I also have the challenge of treating my patients the best way I can. There are some very difficult situations in the mouth where a lot of soft tissue is missing and patients want to have the best aesthetic outcome possible, so that’s our clinical challenge.

On top of that, of course, we are still dentists and have to run a business. When you are so often on the road it is sometimes difficult to stay in contact with your staff and to follow what is being done by the dentists who are working for you. You need to meet with your team sometimes and know what the other team members are thinking to see if you are going in the same direction and make the best of it.

I feel that, for instance in bigger clinics and hospital settings, it’s not enough to cut treatment into five specialist treatments and then think they can resolve it better than one person alone. So teamwork can lose out when there is no good communication. It is more than the sum of the performances of all the individual specialists. We have to try to find some synergy. One person is good, the other is also good but together they can be unbeatable if they work in the right way together.

This is sometimes what’s missing. Then you need to the courage to make changes but if you have a winning team then you stick with that.

NK: Where do you see implantology going in the next 10 to 15 years?

EE: I definitely think there will be a bigger place occupied by the CAD/CAM technology, so we need to combine that industrial production with quality control.

In dentistry now we are used to doing everything in-house and so are dependent upon the skill of a single person. Now we have an outside production that guarantees that quality.

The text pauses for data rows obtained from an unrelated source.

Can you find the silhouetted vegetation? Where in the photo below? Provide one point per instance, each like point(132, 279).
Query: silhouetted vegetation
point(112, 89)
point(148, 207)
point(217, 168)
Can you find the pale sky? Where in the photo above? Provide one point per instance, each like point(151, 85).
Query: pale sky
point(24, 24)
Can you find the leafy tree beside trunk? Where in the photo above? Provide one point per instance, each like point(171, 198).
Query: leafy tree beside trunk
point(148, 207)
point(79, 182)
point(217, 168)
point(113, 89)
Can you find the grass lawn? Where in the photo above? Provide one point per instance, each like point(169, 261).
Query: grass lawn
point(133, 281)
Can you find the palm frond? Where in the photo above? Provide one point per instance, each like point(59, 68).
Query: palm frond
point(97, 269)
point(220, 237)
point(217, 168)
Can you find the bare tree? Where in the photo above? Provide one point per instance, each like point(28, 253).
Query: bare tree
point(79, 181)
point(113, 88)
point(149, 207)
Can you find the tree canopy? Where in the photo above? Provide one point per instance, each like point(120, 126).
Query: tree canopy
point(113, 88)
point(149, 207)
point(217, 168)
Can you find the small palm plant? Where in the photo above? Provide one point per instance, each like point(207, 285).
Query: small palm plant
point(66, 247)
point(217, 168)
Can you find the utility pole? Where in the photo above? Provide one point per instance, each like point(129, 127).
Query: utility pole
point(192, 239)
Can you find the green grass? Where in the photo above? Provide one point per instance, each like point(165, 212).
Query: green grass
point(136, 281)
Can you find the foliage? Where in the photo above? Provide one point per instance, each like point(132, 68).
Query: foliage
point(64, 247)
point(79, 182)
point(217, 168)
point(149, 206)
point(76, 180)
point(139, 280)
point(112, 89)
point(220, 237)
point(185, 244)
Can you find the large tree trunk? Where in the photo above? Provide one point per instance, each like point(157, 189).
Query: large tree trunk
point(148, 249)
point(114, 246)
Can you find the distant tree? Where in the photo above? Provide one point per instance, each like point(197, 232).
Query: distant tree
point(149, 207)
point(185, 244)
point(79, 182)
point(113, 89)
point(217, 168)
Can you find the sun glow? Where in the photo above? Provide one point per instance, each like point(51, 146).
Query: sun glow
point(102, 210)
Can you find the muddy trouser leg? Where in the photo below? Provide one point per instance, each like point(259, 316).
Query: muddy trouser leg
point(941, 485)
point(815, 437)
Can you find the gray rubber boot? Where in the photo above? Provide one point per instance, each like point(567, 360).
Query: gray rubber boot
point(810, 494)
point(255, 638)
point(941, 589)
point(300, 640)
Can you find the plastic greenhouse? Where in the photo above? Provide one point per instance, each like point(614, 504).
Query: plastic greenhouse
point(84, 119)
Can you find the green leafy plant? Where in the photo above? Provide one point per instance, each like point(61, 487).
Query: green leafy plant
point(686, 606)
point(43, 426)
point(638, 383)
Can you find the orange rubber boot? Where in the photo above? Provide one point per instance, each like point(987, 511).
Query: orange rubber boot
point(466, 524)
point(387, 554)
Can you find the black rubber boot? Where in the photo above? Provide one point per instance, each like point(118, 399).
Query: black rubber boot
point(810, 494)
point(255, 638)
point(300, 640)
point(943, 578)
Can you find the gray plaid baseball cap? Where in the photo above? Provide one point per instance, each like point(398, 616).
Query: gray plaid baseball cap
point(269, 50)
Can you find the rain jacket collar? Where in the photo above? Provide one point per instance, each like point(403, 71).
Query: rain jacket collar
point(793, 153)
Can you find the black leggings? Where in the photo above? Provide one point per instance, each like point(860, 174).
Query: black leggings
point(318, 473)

So the role of the dentist and the technician will be more and more how to design these pieces and where to send them out for production. Then they will get them back and have to know how to veneer them with the porcelain, for instance, or other materials.

Biography

Dr Euwe obtained his degree in 1982 from the University of Utrecht, Holland. Since 1986, his main interests have been periodontics and oral implantology. He followed postgraduate courses under Dr Sascha Jovanovic at UCLA. He became a member of the UCLA European Study Club and, in January of 1997, this group presented him an award for the ‘Best Clinical-Scientific Presentation’.

He, with his prosthodontist and lab technician, won first and second prize in two categories in the international competition of the ‘Parallelometro d’oro 1999’ (Dental Labor Journal). He is a frequent international lecturer and co-author of several scientific publications. He was involved in the Department of Periodontics of the University of Milan at the San Paolo Hospital, where he did clinical research on the resorption of newly formed bone. He worked at the Department of Periodontology with Prof. Massimo Simion at Milan University.